The Arrangement of Words Matters

Grammar is a piano I play by ear, since I seem to have been out of school the year the rules were mentioned. All I know of grammar is its infinite power. To shift the structure of a sentence alters the meaning of that sentence, as definitely and inflexibly as the position of a camera alters the meaning of the object being photographed. Many people know about camera angles now, but not so many know about sentences. The arrangement of words matters, and the arrangement you want can be found in the picture in your mind. The picture dictates the arrangement. The picture dictates whether this will be a sentence with or without clauses, a sentence that ends hard or a dying-fall sentence, long or short, active or passive. The picture tells you how to arrange words and the arrangement of the words tells you, or tells me, what’s going on in the picture. Nota bene.*
It tells you.
You don’t tell it.

JOAN DIDION

*"Note well."

Writing Is Like Walking Through a Desert

I have never felt like I was creating anything. For me, writing is like walking through a desert and all at once, poking up through the hardpan, I see the top of a chimney. I know there’s a house under there, and I’m pretty sure that I can dig it up if I want. That’s how I feel. It’s like the stories are already there. What they pay me for is the leap of faith that says: ‘If I sit down and do this, everything will come out OK."

STEPHEN KING

Each Deletion Is a Triumph

On the third or fourth draft, pencil in hand, I reread my test, by this point practically a fair copy, and eliminate whatever can be eliminated, whatever seems useless. Each deletion is a triumph. At the bottom of every page I write, “crossed out seven words,” “crossed out ten words,” as the case may be. It gives me great pleasure to get rid of what is futile.

MARGUERITE YOURCENAR

You're a Boxer

You’re a boxer. Your job is to get punched in the face and keep swinging. It’s easy for anybody to say, “I wrote five scripts. None of them sold. I gave it my best shot. I’m moving back to Chicago.” You can’t do that. If you want a career in Hollywood, you can’t fail. You can quit, which most people do when they don’t achieve success as quickly as they’d like, but you can’t fail. There are as many opportunities as you can create for yourself. You can write a script a day, every day, for your whole life, if you’re that motivated.

ADAM RIFKIN

Screenplays Are Structure

Screenplays are structure, and that’s all they are. The quality of writing—which is crucial in almost every other form of literature—is not what makes a screenplay work. Structure isn’t anything else but telling the story, starting as late as possible, starting each scene as late as possible. You don’t want to begin with “Once upon a time,” because the audience gets antsy.

WILLIAM GOLDMAN

The Page Will Teach You to Write

Who will teach me to write? a reader wanted to know.
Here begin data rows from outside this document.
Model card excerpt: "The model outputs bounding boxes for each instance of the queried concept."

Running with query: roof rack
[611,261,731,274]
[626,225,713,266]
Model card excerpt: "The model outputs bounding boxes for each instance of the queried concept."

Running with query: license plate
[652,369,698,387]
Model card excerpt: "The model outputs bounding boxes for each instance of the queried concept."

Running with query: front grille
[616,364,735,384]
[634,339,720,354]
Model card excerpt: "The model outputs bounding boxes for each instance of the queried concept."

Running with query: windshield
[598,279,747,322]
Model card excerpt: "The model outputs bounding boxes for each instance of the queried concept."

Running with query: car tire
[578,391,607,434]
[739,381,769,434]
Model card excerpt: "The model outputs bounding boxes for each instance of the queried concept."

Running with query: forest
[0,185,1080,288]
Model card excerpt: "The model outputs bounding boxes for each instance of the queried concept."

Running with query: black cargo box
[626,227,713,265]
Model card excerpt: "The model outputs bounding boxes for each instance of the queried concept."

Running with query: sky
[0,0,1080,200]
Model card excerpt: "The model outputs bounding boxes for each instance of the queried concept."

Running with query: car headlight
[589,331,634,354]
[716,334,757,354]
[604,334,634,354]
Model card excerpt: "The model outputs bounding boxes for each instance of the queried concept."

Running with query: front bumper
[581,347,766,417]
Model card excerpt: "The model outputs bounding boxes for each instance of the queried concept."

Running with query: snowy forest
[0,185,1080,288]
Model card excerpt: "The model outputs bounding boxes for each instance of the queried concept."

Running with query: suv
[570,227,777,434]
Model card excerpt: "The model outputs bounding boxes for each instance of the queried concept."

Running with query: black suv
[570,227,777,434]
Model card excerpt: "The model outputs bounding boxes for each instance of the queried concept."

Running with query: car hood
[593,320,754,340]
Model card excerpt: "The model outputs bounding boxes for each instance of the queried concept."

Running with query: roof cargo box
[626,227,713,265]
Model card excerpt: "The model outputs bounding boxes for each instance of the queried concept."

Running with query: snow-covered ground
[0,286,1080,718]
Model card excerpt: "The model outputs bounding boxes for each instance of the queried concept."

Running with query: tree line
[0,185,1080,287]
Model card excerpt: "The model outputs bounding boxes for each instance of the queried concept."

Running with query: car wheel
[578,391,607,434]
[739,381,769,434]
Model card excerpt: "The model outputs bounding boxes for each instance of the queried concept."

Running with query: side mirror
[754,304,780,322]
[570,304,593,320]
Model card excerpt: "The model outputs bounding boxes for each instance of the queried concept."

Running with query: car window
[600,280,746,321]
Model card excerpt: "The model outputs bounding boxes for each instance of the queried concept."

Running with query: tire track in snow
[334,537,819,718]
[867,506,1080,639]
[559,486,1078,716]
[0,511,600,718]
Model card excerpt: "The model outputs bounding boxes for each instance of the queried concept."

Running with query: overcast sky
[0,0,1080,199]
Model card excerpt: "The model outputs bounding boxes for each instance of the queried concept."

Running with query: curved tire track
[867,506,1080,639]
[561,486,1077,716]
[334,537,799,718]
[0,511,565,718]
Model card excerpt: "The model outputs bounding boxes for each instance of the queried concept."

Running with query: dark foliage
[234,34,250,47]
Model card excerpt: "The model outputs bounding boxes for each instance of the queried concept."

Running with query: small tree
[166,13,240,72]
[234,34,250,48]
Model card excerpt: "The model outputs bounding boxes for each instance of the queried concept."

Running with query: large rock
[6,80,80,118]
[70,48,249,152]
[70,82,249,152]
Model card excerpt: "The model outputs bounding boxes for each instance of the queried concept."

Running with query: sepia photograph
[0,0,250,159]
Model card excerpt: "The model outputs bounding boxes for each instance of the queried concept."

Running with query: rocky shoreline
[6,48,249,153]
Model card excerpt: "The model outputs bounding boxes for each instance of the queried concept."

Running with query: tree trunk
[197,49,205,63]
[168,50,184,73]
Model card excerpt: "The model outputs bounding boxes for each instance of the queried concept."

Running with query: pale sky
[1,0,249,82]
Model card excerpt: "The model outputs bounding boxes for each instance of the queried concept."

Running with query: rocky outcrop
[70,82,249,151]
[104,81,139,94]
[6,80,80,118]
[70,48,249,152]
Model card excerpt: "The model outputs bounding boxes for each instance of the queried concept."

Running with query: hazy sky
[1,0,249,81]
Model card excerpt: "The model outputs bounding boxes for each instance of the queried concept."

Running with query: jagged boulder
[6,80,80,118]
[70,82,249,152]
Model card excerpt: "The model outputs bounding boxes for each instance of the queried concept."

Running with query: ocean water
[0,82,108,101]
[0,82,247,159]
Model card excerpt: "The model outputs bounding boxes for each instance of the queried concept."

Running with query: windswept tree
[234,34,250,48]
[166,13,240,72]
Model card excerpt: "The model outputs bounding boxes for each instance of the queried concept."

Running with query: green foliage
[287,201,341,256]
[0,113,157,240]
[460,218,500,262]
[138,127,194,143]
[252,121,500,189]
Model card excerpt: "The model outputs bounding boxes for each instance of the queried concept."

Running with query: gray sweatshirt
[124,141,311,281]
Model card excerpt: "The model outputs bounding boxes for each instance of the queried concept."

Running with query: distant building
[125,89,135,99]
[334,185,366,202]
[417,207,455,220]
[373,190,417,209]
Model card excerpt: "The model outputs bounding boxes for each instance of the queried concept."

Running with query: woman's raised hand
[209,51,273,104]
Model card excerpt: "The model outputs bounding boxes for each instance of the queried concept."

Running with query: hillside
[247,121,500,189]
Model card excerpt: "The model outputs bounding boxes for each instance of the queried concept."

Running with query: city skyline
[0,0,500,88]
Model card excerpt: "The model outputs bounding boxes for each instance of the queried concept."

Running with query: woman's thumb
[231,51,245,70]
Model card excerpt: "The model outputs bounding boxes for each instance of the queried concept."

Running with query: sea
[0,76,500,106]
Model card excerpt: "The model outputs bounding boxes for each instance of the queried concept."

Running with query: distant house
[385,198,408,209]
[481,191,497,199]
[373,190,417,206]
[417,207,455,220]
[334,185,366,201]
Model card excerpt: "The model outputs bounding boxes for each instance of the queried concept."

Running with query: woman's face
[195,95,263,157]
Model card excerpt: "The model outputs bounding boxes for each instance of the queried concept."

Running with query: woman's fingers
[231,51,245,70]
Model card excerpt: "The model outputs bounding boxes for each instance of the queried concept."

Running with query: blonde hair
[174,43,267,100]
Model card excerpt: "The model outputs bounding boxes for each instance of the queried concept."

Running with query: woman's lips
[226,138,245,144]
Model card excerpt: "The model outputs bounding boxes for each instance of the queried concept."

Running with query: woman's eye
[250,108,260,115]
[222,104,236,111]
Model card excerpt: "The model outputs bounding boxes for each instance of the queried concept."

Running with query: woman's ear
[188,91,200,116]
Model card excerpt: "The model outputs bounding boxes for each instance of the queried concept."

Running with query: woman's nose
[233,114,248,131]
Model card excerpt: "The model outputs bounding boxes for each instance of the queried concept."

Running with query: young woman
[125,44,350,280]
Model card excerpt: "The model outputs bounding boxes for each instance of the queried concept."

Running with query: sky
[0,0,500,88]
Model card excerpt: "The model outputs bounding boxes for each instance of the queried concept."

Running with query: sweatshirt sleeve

The page, the page, the blankness of eternity which you cover slowly, affirming time’s scrawl as a right and your daring as necessity; the page, which you cover woodenly, ruining it, but asserting your freedom and power to act, acknowledging that you ruin everything you touch but touching it nevertheless, because acting is better than being here in mere opacity; the page, which you cover slowly with the crabbed thread of your gut; the page in the purity of its possibilities; the page of your death, against which you pit such flawed excellences as you can muster with all your life’s strength: that page will teach you to write.

ANNIE DILLARD

Writing Is for Compulsive Storytellers

Examine your motives. Are you drawn to fiction writing because it can be performed cheaply at home? Are you an alcoholic looking for an excuse to sleep late? Writing is for compulsive storytellers. So are a lot of things—police work, diplomacy, counseling the needy, etc. Before you commit to writing as a career, make sure you’re not simply agoraphobic or depressed.

NELL ZINK

Composition Is a Discipline

Composition is a discipline; it forces us to think. If you want to “get in touch with your feelings,” fine—talk to yourself; we all do. But, if you want to communicate with another thinking human being, get in touch with your thoughts. Put them in order; give them a purpose; use them to persuade, to instruct, to discover, to seduce. The secret way to do this is to write it down and then cut out the confusing parts.

WILLIAM SAFIRE

The Unconscious Takes Over

The unconscious mind takes the germ of an idea and develops it, but usually this happens only when a writer has tried hard, and logically, to develop it himself. After he has given it up for a few hours, getting nowhere, a great advancement of the plot will pop into his head. I have been waked up in the night sometimes by a plot advancement or a solution of a problem that I had not even been dreaming about.